Specifications: ESRB: Everyone ; Genre: Board Games ; Number of players: 1 Player See full specs
Gamespot editors' review
- Reviewed on: 05/16/2006
- Released on: 05/09/2006
It's quite likely that before you harnessed the power of mana in Magic: The Gathering, and before you started bluffing your way through Texas Hold 'Em, you played Uno. The playing card equivalent of checkers, Uno relies on primary colors and a zero-through-nine number system to create a fast-paced and accessible competitive experience that carries just enough depth to keep players casually engaged. This sort of low-impact gaming feels like a perfect fit for Xbox Live Arcade, and though a greater level of rule customization would have been welcome, this is still a fun and faithful rendition of a childhood favorite.

Unfortunately, there's no way to give another player a charley horse for not shouting Uno over Xbox Live...not yet, at least.
If you've never actually played Uno, well, we feel sorry for your misspent childhood, but you're lucky because Uno is still easy to pick up and is still pretty fun. A typical game of Uno sees four players being dealt a hand of numbered, color-coded cards, with a face-up pile of cards in the middle and the remainder of the deck on the side. As the turns rotate around the table, each player must either place a card on the face-up pile that somehow matches the last card placed there--either they're the same number or the same color--or they have to draw a card from the deck. This goes on until one player's hand has been reduced to a single card, at which point they are obligated to bring this to everyone's attention by shouting "Uno!" The first player to get rid of all their cards is the winner.
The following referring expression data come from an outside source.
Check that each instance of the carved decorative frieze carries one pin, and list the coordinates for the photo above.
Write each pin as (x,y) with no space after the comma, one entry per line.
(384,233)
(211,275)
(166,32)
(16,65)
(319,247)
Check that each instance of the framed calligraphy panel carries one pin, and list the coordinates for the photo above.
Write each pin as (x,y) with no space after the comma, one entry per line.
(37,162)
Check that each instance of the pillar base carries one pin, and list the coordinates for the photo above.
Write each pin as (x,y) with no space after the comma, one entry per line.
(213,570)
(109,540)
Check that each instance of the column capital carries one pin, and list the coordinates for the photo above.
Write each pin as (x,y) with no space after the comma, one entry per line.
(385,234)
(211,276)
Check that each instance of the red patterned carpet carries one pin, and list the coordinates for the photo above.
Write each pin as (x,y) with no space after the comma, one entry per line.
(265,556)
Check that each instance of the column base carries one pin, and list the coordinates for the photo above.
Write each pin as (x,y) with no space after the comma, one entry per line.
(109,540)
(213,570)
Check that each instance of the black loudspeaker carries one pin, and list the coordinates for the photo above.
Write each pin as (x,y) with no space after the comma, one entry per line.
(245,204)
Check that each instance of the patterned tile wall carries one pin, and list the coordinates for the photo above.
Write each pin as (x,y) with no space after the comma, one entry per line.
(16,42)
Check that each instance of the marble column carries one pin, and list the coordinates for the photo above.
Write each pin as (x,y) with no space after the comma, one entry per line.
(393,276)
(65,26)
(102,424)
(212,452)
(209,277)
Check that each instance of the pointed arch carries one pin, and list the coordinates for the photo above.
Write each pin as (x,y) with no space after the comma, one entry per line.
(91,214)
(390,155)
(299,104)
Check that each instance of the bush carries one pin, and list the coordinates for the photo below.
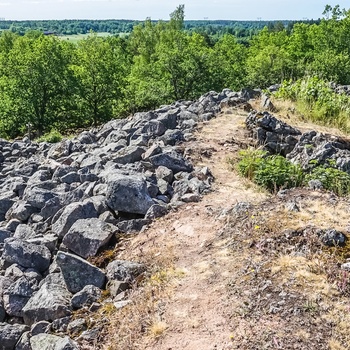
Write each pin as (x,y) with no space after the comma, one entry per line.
(270,172)
(317,101)
(332,179)
(52,137)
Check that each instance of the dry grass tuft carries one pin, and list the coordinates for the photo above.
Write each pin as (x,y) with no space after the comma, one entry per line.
(157,329)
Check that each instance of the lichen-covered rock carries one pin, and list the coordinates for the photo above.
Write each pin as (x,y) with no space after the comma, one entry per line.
(78,273)
(52,342)
(128,194)
(123,270)
(10,334)
(87,236)
(71,214)
(87,296)
(51,302)
(26,254)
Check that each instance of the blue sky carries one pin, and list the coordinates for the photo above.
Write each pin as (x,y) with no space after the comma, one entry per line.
(160,9)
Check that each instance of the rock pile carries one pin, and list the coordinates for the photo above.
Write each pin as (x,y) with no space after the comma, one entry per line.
(61,204)
(309,149)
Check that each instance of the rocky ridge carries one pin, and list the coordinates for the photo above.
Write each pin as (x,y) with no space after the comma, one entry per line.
(61,204)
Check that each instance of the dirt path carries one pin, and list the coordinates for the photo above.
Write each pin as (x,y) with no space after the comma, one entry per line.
(196,314)
(257,279)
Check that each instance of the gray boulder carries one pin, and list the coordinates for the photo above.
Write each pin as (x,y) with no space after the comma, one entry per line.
(24,342)
(276,136)
(172,161)
(78,273)
(52,342)
(128,194)
(6,202)
(123,270)
(22,211)
(133,225)
(2,311)
(26,254)
(18,294)
(71,214)
(51,302)
(87,236)
(37,197)
(88,295)
(10,334)
(130,154)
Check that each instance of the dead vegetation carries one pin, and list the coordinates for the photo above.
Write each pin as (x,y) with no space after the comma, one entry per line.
(258,278)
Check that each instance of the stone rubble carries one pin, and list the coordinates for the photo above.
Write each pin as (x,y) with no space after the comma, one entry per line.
(63,203)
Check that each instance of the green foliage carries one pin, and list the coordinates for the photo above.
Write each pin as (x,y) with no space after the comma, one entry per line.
(52,83)
(276,172)
(52,137)
(99,67)
(270,172)
(332,179)
(317,101)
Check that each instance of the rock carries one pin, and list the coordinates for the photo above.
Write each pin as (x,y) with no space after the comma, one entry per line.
(37,197)
(78,273)
(129,154)
(156,211)
(61,324)
(24,232)
(332,238)
(133,225)
(190,197)
(4,234)
(88,295)
(117,287)
(123,270)
(172,161)
(267,104)
(2,311)
(165,174)
(273,134)
(76,327)
(71,214)
(17,295)
(87,236)
(6,202)
(24,342)
(51,302)
(315,184)
(22,211)
(26,254)
(40,327)
(10,335)
(315,149)
(128,194)
(52,342)
(172,137)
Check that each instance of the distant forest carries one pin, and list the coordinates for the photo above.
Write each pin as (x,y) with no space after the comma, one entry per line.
(55,84)
(212,28)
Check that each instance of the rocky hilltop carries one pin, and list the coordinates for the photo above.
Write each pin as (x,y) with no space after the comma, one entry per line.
(61,204)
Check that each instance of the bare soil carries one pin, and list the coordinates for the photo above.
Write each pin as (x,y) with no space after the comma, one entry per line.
(237,280)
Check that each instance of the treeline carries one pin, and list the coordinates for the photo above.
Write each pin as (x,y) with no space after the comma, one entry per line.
(54,84)
(214,28)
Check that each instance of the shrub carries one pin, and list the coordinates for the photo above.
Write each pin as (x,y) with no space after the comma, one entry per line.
(52,137)
(317,101)
(270,172)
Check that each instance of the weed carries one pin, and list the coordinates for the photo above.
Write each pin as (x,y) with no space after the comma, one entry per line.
(52,137)
(332,179)
(270,172)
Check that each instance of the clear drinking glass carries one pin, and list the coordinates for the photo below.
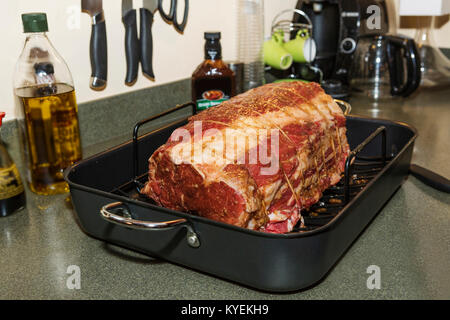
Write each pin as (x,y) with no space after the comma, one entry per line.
(251,38)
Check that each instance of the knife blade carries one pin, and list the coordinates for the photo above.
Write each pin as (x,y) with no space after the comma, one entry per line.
(132,50)
(146,14)
(98,46)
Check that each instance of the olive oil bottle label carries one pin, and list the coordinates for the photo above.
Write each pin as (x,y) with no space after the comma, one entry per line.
(10,183)
(211,98)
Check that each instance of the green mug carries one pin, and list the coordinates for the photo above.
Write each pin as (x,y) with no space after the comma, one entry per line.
(302,48)
(274,53)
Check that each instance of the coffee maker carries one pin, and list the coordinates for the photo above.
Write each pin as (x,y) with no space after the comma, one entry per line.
(337,26)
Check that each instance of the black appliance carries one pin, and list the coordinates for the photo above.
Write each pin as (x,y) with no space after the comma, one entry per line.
(337,26)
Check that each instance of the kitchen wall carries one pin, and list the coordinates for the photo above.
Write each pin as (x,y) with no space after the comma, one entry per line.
(175,55)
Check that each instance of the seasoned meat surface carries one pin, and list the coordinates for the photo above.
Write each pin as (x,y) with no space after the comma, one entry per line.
(254,161)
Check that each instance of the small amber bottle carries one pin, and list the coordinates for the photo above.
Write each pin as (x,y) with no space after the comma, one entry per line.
(213,81)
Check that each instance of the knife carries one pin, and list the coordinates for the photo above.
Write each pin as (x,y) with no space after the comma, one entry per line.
(146,15)
(98,48)
(132,49)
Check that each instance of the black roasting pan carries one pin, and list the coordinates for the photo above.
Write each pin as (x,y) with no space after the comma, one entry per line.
(269,262)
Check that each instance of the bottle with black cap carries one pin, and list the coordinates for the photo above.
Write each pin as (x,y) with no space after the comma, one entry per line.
(213,81)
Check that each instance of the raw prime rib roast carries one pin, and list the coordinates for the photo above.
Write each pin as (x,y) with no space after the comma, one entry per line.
(298,134)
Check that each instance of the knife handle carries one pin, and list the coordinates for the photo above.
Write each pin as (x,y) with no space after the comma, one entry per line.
(98,53)
(131,47)
(146,43)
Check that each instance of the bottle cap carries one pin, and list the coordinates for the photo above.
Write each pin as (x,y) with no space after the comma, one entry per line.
(2,115)
(34,22)
(212,35)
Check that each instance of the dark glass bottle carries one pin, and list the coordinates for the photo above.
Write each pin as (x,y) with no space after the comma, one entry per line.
(213,81)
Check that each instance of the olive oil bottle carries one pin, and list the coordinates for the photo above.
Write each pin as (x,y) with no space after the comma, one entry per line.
(47,110)
(213,81)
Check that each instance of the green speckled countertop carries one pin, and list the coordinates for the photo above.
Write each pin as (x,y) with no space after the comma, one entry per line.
(409,240)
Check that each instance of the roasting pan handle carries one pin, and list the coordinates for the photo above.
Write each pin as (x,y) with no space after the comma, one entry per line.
(191,237)
(346,107)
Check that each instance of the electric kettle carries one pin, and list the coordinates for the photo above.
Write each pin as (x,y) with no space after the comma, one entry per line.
(385,66)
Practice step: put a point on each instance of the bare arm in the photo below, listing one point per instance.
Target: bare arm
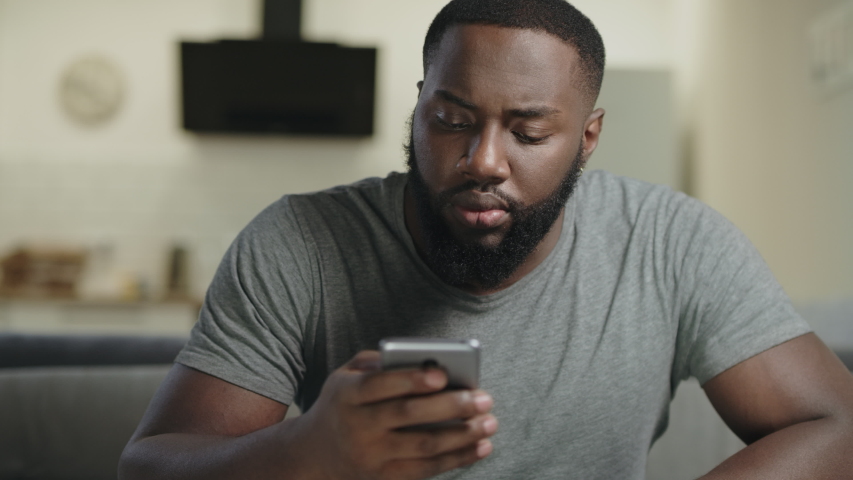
(793, 406)
(199, 426)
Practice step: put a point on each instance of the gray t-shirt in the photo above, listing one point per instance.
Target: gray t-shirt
(645, 288)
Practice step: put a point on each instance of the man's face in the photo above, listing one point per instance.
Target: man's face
(497, 141)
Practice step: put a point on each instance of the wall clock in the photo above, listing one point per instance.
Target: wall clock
(91, 90)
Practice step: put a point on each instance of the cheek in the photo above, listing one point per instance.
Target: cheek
(434, 154)
(539, 171)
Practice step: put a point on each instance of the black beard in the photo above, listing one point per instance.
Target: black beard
(464, 264)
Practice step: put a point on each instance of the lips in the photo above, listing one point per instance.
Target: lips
(479, 210)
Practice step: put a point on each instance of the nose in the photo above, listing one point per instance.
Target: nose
(485, 161)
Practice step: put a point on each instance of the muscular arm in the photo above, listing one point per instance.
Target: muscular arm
(793, 406)
(201, 427)
(198, 426)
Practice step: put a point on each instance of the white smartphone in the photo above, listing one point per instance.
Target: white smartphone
(459, 358)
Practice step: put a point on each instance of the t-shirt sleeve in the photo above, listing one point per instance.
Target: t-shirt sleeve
(257, 308)
(729, 304)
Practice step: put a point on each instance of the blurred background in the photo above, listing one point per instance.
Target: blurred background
(734, 102)
(113, 217)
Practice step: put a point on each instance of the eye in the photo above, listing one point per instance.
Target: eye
(450, 125)
(528, 139)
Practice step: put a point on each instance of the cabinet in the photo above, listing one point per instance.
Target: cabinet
(97, 317)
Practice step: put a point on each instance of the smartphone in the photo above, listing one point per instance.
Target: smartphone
(460, 359)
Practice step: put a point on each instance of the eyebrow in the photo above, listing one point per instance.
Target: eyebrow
(454, 99)
(534, 112)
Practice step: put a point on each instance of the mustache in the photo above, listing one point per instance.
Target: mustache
(443, 198)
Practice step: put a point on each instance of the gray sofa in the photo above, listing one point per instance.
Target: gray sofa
(69, 404)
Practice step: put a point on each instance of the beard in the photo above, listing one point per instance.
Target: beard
(459, 263)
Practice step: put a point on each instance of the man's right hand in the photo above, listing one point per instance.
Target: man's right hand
(201, 427)
(357, 427)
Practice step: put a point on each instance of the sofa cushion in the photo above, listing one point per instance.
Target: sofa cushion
(71, 422)
(22, 350)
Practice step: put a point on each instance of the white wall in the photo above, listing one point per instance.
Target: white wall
(140, 182)
(772, 153)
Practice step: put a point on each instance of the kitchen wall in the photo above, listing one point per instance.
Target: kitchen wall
(140, 183)
(773, 150)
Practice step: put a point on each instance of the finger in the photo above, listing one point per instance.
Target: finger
(385, 385)
(438, 407)
(430, 443)
(428, 467)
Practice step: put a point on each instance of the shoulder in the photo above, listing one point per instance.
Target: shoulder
(615, 203)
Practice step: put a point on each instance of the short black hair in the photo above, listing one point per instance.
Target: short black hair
(556, 17)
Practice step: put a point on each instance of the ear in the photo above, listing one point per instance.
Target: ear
(592, 131)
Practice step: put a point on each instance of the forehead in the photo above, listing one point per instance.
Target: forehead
(517, 65)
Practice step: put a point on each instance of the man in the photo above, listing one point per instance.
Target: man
(593, 297)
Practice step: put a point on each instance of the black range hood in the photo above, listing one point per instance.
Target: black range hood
(278, 84)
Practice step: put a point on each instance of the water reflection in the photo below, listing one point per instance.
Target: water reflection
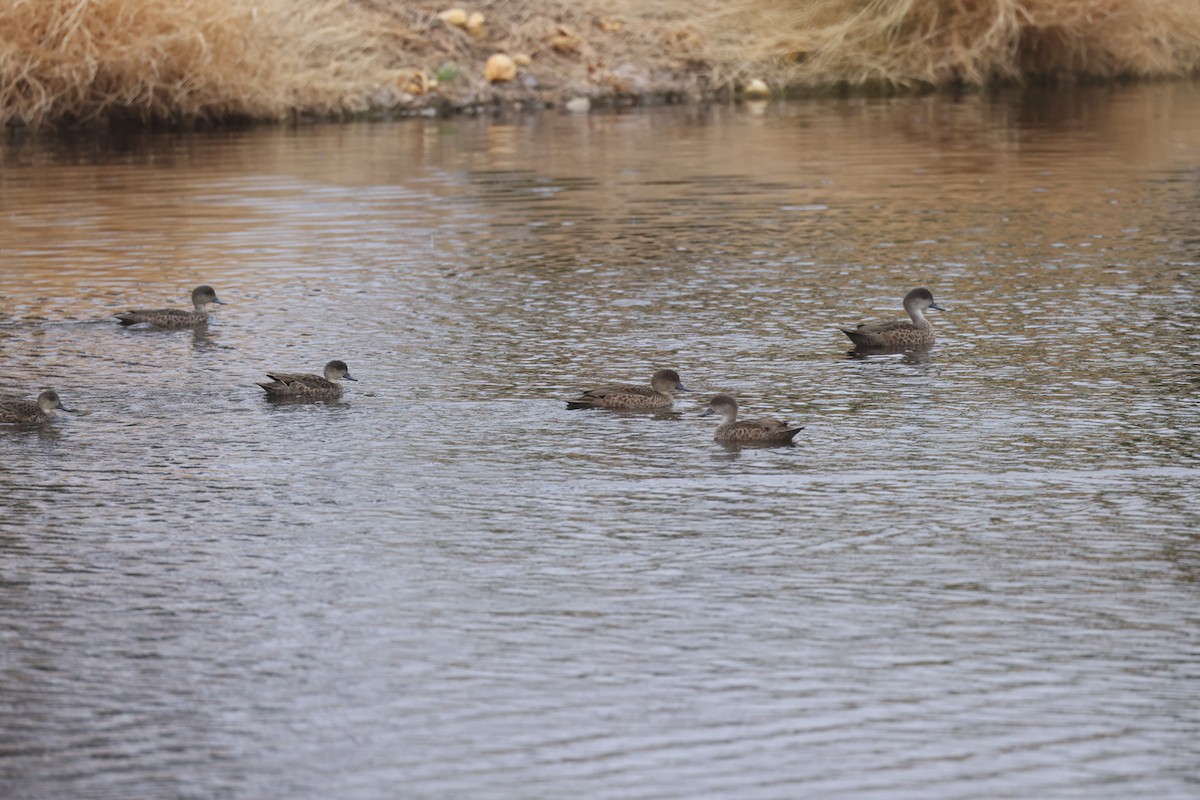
(449, 581)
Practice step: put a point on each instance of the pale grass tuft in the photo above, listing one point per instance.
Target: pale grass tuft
(937, 42)
(186, 60)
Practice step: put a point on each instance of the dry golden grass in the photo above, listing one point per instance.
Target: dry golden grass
(185, 60)
(73, 61)
(906, 43)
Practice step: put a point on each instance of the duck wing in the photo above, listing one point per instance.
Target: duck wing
(593, 397)
(880, 326)
(298, 379)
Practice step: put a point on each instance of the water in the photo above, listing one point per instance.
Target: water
(976, 575)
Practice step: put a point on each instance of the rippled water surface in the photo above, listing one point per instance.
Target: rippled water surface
(975, 576)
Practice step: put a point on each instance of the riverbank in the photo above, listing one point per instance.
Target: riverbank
(69, 62)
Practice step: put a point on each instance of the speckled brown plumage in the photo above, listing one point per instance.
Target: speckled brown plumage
(174, 318)
(627, 397)
(31, 410)
(761, 432)
(898, 334)
(301, 385)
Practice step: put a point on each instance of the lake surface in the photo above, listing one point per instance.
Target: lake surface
(977, 573)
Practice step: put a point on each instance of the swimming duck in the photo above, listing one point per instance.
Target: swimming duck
(288, 384)
(765, 431)
(175, 318)
(625, 397)
(33, 410)
(897, 334)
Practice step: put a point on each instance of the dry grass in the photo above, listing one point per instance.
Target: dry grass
(186, 60)
(909, 43)
(73, 61)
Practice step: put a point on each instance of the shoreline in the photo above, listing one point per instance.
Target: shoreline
(197, 62)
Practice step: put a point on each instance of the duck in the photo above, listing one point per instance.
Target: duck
(898, 334)
(289, 384)
(628, 397)
(175, 318)
(762, 432)
(23, 411)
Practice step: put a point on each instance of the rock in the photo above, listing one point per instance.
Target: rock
(756, 89)
(456, 17)
(499, 67)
Anyone that has actually played Uno will be able to fill you in on the nuances of how the game is played, including the diabolical action cards that let you skip players, change the rotation, and force other players to draw cards, but they'd all probably give you slightly different information. Someone might tell you that when you don't have a card that you can put on the face-up pile, you have to continue drawing cards until you draw a playable card. Someone else might say that you can avoid the penalties of a Draw Two or a Draw Four card by playing another Draw Two or Draw Four on top of it, effectively doubling the draw and passing it along to the next player.
The funny thing about Uno is that they would all be right, as playing around with the rule set is one of the minor pleasures of the game. The Xbox Live Arcade version gives you the option of tweaking several different variables, including those mentioned above, as well as a scoring system that lets a game of Uno go on for multiple rounds, with the winner of each round accruing points based on the cards leftover in the other players' hands. Tweaking rules can radically affect the tone and the pace of a game of Uno, and though some of the more extreme Uno-rule modifications we've played with are absent here, it's difficult to fault the game for not including an exhaustive amount of customization.